Monday, Nov. 13, 1978

Sunny Jim and the Political Winds

They blow, ever so slightly, in his favor as Parliament reconvenes

Swathed in a velvet train, with the imperial crown carefully balanced on her coiffed brown hair, Queen Elizabeth II opened the final session of Parliament before her subjects vote again in a general election. In one of Britain's better pageants, the Queen spoke from a golden throne in the gilded House of Lords, surrounded by such royal functionaries as her Gold Stick in Waiting and the Rouge Dragon Pursuivant. So many ermined peers and bejeweled peeresses were present that a journalistic wag observed there was a "tiara boom today."

The central characters of this year's parliamentary drama, however, were huddled in the rear of the chamber among other members of the House of Commons, who had been summoned to the Queen's presence by another treasured anachronism known as Black Rod. Prime Minister James Callaghan and Conservative Leader Margaret Thatcher listened idly to an arid speech that the government, by custom, had prepared for the Queen to read.

The address--a laundry list of legislative goals--contained little in the way of major news or promise for the new Parliament. The most important item in the Queen's speech was an assurance to Scottish and Welsh nationalists that there would be referendums on March 1 on local assemblies for these areas--the first step toward devolution, or limited home rule. Opposed by Thatcher's Tories, who have 281 seats, and the Liberal Party (13), Callaghan's Labor minority of 312 can now stay in power only with the help of smaller parties. Callaghan needs the votes, or at least the abstentions, of the nationalists this week in the vote of confidence that traditionally follows the Queen's speech after a debate on its content. By winning it, Callaghan should be able to stay in office until he decides to call elections, possibly in early spring or, at the latest, next October, when his government's statutory five-year mandate expires. As always in British elections, the timing will depend on the political winds. At the moment they are blowing Callaghan's way, in part because of the diverse stands that he and Thatcher have taken over incomes policies and their effect on Britain's inflation, now running at an annual rate of 8%.

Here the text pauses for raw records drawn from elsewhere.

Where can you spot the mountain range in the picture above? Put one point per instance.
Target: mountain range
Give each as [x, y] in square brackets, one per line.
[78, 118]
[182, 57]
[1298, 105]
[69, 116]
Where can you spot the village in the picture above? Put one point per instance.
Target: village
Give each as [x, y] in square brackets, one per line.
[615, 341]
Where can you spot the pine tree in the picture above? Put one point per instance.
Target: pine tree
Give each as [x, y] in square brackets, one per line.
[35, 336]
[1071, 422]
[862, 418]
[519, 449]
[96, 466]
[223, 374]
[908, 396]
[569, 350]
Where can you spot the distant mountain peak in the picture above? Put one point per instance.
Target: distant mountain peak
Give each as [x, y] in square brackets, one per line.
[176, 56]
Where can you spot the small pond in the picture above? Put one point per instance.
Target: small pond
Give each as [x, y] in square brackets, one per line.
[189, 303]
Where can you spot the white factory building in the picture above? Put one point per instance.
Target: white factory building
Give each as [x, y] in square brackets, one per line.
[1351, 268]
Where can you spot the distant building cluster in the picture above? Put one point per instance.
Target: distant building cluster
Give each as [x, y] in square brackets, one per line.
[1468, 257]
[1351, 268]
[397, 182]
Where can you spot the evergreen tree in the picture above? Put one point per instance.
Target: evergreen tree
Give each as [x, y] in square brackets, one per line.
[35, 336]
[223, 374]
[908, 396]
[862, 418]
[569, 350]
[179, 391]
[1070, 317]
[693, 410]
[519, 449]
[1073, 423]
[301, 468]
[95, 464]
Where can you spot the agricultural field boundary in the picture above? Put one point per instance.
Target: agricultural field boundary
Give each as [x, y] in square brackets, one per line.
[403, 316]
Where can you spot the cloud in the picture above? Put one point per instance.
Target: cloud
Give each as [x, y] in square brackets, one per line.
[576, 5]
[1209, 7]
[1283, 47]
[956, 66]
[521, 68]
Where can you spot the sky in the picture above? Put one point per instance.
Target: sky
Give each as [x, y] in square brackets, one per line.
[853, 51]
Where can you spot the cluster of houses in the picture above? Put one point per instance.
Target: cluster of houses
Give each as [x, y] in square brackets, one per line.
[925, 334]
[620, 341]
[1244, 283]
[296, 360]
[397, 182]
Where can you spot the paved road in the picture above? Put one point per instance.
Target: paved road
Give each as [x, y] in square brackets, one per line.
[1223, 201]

The Prime Minister wants to carry on with his policy of voluntary wage restraints, under which unions would limit pay-hike demands to no more than 5%. That stand is fiercely opposed by the 11.5 million-member Trades Union Congress, and was violently attacked by Callaghan's own Labor Party Conference at its annual meeting in Blackpool last month. Thatcher is leading a Tory assault on what she has described as "rigid pay policies" and calls instead for "responsible" collective bargaining.

The British public, obviously concerned about which major party can best cope with union demands, appears to favor Callaghan's position. In the past month Labor has climbed in the political polls from a seven-point deficit to a five-point advantage over the Tories. Callaghan is also 17 points ahead of Thatcher in personal popularity, a gain of six points in a single month. In a by-election last month in the marginal Scottish border district of Berwick and East Lothian, Labor managed to retain a seat that the Conservatives had strong hopes of winning.

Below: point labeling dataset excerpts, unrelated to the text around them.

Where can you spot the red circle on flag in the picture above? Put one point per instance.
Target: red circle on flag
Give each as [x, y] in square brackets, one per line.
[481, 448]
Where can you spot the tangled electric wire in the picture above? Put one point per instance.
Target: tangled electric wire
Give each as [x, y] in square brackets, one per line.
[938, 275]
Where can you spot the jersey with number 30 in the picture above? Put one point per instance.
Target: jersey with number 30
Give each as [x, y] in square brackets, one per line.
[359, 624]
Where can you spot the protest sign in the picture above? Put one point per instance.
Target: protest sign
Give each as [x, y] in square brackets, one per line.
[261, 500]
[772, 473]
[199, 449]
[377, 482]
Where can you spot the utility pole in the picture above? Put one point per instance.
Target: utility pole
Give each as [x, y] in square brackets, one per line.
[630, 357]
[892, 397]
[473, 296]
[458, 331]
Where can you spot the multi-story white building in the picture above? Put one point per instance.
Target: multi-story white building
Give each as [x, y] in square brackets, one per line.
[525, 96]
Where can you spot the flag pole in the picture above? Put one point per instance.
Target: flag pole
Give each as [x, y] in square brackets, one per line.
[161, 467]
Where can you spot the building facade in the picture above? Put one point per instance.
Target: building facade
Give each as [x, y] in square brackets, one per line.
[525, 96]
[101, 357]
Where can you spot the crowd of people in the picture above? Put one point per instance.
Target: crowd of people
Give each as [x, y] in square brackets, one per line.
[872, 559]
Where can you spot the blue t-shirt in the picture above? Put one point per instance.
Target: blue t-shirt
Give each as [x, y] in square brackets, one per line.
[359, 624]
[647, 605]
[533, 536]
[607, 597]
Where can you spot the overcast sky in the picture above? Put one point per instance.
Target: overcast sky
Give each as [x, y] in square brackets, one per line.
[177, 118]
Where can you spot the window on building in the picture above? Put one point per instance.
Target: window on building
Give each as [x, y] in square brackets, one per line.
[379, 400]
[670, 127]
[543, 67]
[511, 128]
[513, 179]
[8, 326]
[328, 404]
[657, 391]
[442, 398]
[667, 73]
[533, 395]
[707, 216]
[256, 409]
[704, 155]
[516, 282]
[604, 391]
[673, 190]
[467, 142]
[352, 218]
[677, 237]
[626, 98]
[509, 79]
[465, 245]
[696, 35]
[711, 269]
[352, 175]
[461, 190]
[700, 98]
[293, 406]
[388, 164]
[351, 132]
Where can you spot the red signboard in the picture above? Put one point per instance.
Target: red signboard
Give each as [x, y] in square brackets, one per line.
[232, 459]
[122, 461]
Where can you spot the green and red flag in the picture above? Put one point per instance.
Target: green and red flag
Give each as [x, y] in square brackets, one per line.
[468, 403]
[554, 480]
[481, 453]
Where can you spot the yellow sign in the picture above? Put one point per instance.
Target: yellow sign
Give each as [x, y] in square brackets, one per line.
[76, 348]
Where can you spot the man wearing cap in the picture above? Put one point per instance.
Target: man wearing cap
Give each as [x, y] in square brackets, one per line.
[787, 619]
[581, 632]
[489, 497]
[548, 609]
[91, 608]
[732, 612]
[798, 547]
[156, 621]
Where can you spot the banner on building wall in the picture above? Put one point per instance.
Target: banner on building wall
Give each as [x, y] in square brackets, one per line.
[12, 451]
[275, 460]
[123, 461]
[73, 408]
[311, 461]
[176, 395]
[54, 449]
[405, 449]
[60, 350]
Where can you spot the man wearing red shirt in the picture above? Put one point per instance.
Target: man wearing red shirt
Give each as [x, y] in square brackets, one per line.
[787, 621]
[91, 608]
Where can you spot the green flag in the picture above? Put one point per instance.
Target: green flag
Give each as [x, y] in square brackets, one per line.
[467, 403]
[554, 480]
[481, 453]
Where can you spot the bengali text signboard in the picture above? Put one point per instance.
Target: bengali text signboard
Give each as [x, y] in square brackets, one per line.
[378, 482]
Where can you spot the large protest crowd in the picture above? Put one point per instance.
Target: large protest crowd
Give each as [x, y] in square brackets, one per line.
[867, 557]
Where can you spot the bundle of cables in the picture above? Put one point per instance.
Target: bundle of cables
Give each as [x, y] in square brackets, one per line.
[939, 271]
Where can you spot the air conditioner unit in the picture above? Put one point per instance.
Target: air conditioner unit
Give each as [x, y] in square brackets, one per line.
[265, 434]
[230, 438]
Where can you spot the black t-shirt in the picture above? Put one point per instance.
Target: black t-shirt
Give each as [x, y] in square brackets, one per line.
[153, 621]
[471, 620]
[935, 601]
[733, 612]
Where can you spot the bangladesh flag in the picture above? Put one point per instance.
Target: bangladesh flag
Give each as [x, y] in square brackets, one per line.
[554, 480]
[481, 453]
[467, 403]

Callaghan is also being helped by an embarrassing internal feud within the Conservative Party. Former Prime Minister Edward Heath, whom Thatcher deposed as party leader three years ago, broke with party policy by openly sup porting Callaghan's wage stand, even as he campaigned for the Tory candidate in the Scottish by-election. Conservative M.P. George Gardiner, a Thatcher brain-truster, last week complained that "receiving support from Ted Heath is like being measured by an undertaker." A Labor Party spokesman had a quick retort: "Perhaps the result means that rank-and-file Conservatives prefer their former leader to their present one."

Although Callaghan has the momentum, the winds of political fortune can still change. While the latest polls show substantial Labor gains, they also indicate strong Tory support, particularly in shifting Midlands districts where British elections can be won and lost. And Callaghan has problems ahead in persuading intransigent workers to accept the wisdom of his incomes policy. Last week 57,000 assembly-line workers at Ford Motor Co. Ltd., in the seventh week of a strike for higher pay, rejected a company offer of a 16.5% increase. Meanwhile, workers in the public sector, from teachers to trash men, are also pushing for raises of up to 40%. If Callaghan hangs tough and a winter of strikes follows, the result could be stormy for Sunny Jim.